After a few minutes of me holding her, and Troy getting to take some pictures, they took her to the in room carriage to clean her off more and give her the Apgar screening. They had her for about 5 minutes then when she was 99% clean they gave her back to me so I could hold her next to my skin. At this point we finally shared her name. Amelia Jean McLaughlin Carlson was in the world. Troy ran out to the waiting room to announce to Kathy, Bruce, Michael, Natalie and My dad that she was here and I was fine and that everything was great. Mom snapped more pictures and when Troy came back into the room she went out to share the pictures on her camera.
Once things had settled down more, I was able to have some visitors. Kathy and Bruce came in and were so excited! Dad was excited, and mushy with tears, Michael and Natalie were just in awe of the whole thing.
After everyone left, and I was moved to a post partum room. I was told that I had to keep my IV of Magnesium Sulfate in for the next 12 hours and in addition to that I was given some pretty strong pain medication that completely knocked me out. The blood pressure monitor on my arm was set to check my pressure every hour, and I never felt it once. I was given 10mg of the same drug that Rush Limbaugh was addicted to and abused, and I seriously do not know how that man functioned while on these drugs.
The next morning I was released from my IV prison. At 10:00 am I was moved up to the fifth floor for the rest of my hospital stay. This was nice because now we were on the same floor as the baby nursery where Amelia had spent her first night. The rest of our baby adventure at the hospital was pretty smooth. Kathy & Bruce, Steve & Ruth, Michael & Natalie, Mom & Dad, Carolyn, and Shannan visited us.
Everyone ooohed and awed over our little girl.
Thursday morning we were given the go ahead to head home. I think we were both a little nervous about it. While part of me wanted to go home, part of me was okay with staying in the hospital where at the drop of a hat someone else would come and help us with anything we needed or wanted for us or for baby.
We gathered all of our stuff, dressed and bundled our sweet girl, and were wheeled out of the hospital.
I had been pregnant for 38 weeks and 4 days. I threw up for the majority of that time. I lost 20 pounds in the process and still at my largest weight never made it back to my pre-pregnancy weight.

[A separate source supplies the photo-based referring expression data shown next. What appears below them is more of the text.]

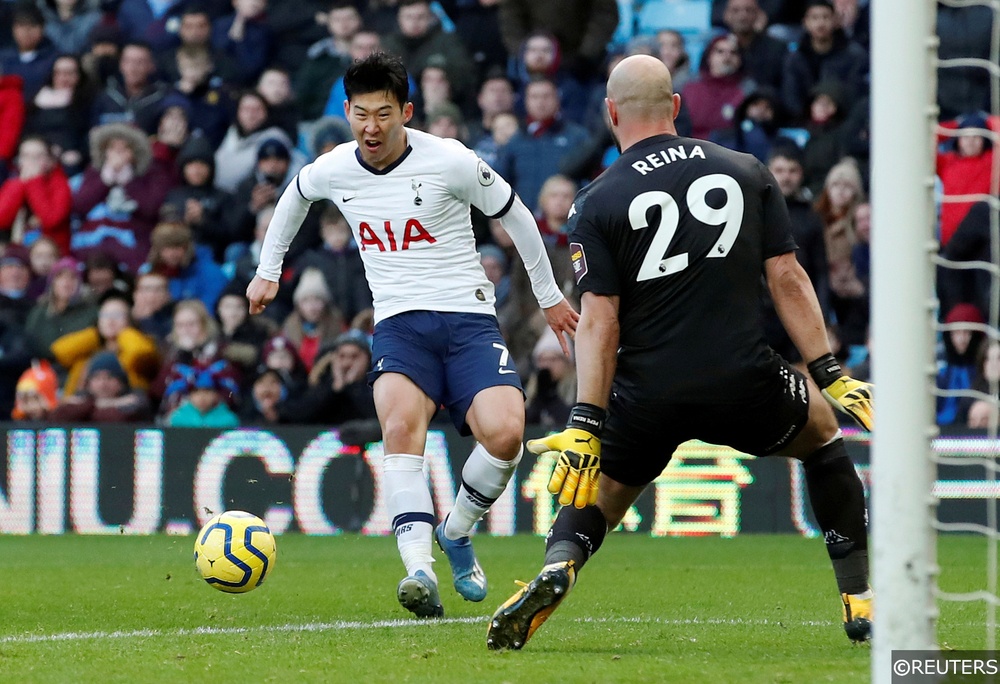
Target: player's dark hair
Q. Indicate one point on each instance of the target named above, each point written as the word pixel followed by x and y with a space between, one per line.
pixel 380 72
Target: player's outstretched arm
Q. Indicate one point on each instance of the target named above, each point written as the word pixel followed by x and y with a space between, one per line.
pixel 261 292
pixel 562 318
pixel 577 449
pixel 799 310
pixel 523 231
pixel 288 215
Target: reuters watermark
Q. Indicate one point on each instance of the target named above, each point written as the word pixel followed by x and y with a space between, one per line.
pixel 942 667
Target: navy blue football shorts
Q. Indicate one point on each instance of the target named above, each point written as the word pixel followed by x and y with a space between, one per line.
pixel 640 437
pixel 450 356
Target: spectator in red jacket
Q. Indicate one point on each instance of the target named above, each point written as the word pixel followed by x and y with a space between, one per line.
pixel 37 200
pixel 710 101
pixel 965 169
pixel 12 115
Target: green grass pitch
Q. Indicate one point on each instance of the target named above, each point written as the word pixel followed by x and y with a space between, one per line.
pixel 750 609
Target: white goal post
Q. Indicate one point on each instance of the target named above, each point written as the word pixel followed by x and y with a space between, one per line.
pixel 904 116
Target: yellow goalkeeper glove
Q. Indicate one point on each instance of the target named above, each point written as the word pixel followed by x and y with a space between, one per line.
pixel 578 456
pixel 844 393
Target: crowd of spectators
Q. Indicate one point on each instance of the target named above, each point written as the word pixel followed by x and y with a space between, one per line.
pixel 145 142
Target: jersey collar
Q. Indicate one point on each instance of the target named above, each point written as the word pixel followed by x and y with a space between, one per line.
pixel 382 172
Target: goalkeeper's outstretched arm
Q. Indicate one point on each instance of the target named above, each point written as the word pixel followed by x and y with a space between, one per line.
pixel 577 449
pixel 799 311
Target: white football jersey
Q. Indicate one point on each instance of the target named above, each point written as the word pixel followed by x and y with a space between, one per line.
pixel 411 221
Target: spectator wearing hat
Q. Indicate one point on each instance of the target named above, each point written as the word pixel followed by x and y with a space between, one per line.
pixel 329 132
pixel 136 97
pixel 60 112
pixel 363 43
pixel 102 274
pixel 294 27
pixel 191 271
pixel 42 255
pixel 68 24
pixel 100 62
pixel 710 100
pixel 275 84
pixel 965 167
pixel 583 29
pixel 153 306
pixel 105 398
pixel 36 392
pixel 242 337
pixel 194 33
pixel 314 320
pixel 445 121
pixel 149 21
pixel 206 395
pixel 979 412
pixel 245 38
pixel 62 309
pixel 12 114
pixel 236 156
pixel 420 40
pixel 339 261
pixel 280 354
pixel 755 125
pixel 825 146
pixel 327 59
pixel 204 93
pixel 196 201
pixel 338 389
pixel 16 354
pixel 119 198
pixel 36 201
pixel 271 174
pixel 434 90
pixel 15 277
pixel 194 342
pixel 495 97
pixel 763 55
pixel 32 55
pixel 842 193
pixel 824 54
pixel 137 353
pixel 539 57
pixel 539 151
pixel 973 240
pixel 957 368
pixel 268 391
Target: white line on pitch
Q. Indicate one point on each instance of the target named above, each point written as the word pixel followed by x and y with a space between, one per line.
pixel 355 625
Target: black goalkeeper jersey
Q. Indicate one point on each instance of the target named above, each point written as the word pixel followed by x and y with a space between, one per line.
pixel 679 229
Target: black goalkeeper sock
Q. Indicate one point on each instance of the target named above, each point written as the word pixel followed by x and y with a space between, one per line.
pixel 576 535
pixel 838 502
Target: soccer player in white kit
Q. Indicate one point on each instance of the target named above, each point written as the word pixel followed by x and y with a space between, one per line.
pixel 406 195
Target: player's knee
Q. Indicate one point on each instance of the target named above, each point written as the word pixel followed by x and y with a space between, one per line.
pixel 503 438
pixel 402 435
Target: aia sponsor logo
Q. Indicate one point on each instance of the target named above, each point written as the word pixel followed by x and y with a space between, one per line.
pixel 387 239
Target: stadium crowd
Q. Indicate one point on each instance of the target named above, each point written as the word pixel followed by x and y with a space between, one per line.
pixel 144 143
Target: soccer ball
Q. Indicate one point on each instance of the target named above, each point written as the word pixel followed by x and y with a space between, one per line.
pixel 234 552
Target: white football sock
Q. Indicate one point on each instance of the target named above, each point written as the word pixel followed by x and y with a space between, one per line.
pixel 484 478
pixel 411 510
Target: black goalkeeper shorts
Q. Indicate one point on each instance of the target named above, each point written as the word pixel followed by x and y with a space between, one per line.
pixel 640 436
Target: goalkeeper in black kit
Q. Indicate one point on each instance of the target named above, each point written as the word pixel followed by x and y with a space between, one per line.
pixel 668 248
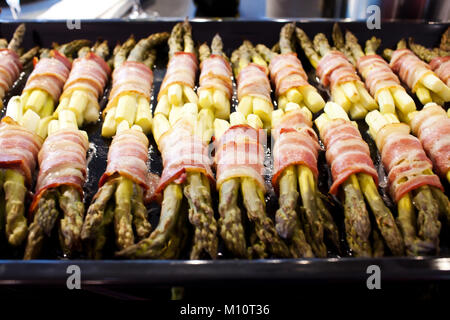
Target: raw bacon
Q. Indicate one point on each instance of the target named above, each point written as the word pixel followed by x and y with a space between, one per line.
pixel 10 68
pixel 90 74
pixel 216 73
pixel 49 75
pixel 130 77
pixel 334 69
pixel 441 66
pixel 240 153
pixel 128 156
pixel 347 153
pixel 296 143
pixel 405 160
pixel 19 149
pixel 377 74
pixel 182 152
pixel 432 126
pixel 286 72
pixel 62 161
pixel 253 81
pixel 182 69
pixel 409 67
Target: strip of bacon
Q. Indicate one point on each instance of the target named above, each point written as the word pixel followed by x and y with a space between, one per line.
pixel 405 160
pixel 334 69
pixel 128 156
pixel 347 153
pixel 62 161
pixel 19 149
pixel 130 77
pixel 432 126
pixel 409 67
pixel 377 74
pixel 10 68
pixel 182 69
pixel 216 73
pixel 182 152
pixel 441 66
pixel 90 74
pixel 286 72
pixel 49 75
pixel 252 81
pixel 296 143
pixel 240 153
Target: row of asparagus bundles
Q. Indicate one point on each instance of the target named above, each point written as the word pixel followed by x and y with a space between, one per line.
pixel 41 135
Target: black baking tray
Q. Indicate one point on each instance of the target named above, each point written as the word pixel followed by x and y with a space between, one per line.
pixel 338 267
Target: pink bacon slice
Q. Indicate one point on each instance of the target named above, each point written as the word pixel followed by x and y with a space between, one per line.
pixel 346 152
pixel 130 77
pixel 216 74
pixel 334 69
pixel 182 69
pixel 49 75
pixel 252 81
pixel 128 156
pixel 182 152
pixel 62 161
pixel 296 143
pixel 286 72
pixel 441 66
pixel 240 153
pixel 405 160
pixel 377 74
pixel 432 126
pixel 20 149
pixel 409 67
pixel 10 68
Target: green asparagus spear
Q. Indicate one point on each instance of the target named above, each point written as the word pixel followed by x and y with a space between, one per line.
pixel 121 55
pixel 201 216
pixel 230 221
pixel 140 50
pixel 357 223
pixel 253 198
pixel 15 191
pixel 428 216
pixel 156 244
pixel 122 213
pixel 72 206
pixel 42 225
pixel 17 39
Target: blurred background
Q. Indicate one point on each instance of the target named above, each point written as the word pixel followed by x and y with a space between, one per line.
pixel 431 10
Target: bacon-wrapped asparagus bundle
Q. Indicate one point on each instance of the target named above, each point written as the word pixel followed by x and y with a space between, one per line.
pixel 336 72
pixel 11 63
pixel 240 161
pixel 381 81
pixel 86 83
pixel 295 151
pixel 126 181
pixel 438 58
pixel 182 134
pixel 432 126
pixel 412 182
pixel 132 82
pixel 288 76
pixel 20 157
pixel 354 174
pixel 417 74
pixel 62 159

I had dealt with aches and pains, swelling and headaches, stress and worry, but it was one of the most interesting and exciting times in my life. I loved knowing I had this amazing experience going on inside of me. I loved watching my belly grow (once it finally did) and I loved watching it move around as my daughter shifted around inside. Having ultrasounds done, hearing her heartbeat during routine doctor visits, getting her nursery ready, and going to showers, all of it was a once in a life time experience.
Even if we do decide to have another child, the adventure will be completely different from this first experience of bringing Millie into the world.